Plot the Mohr Circle with \( \sigma_1 = 100 MPa\) and \( \sigma_3 = 20 MPa\)

Problem 10.3

This is similar to Problem 10.1 with different normal stress values and fault dip

Problem 10.5

  1. Plot the experiments.
  2. Draw the failure envelope. It is a straight line that touches all experiments at a single point
  3. Meausure the slope of the line or angle of internal friction, \(\phi\).
  4. Convert \(\phi\) to the columb coefficient, \(\mu\) using \(\mu = \tan \phi\)
  5. Finally, determine the angle of fracture plane with: $$\theta = 45^\circ + \frac{\phi}{2}$$

Problem 10.9

Oh that is a lot of text

Plot the Mohr Circle for the regional stress state \( \sigma_1 = 10 Mpa \) and \( \sigma_3 = 6 MPa \)
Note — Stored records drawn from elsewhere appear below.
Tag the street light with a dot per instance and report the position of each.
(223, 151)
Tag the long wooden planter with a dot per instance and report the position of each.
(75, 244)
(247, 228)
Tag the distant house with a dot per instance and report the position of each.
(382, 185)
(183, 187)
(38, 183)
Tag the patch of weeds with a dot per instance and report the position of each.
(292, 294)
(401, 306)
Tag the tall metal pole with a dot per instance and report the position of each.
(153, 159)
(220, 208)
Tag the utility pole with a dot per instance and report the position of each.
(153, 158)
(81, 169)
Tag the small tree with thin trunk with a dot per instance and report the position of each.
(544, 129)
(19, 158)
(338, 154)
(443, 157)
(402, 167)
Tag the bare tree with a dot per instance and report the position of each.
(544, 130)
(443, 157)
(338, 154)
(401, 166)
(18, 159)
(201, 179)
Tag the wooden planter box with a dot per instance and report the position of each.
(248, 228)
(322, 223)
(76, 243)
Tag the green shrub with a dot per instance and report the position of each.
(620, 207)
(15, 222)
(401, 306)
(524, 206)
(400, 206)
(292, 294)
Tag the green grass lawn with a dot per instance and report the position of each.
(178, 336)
Draw a Failure envelope with \( \mu = 0.4 \) (the slope) and a Cohesion \( C = 0 \)

\( \sigma_s = \mu \sigma_1 + C \) (form of \( y= mx + b \) )

Shift the Mohr circle until it intersects with the Failure envelope. This is the same as increasing the pore fluid pressure or subtracting some pressure from the normal stresses

How far you moved the circle is the Pore fluid pressure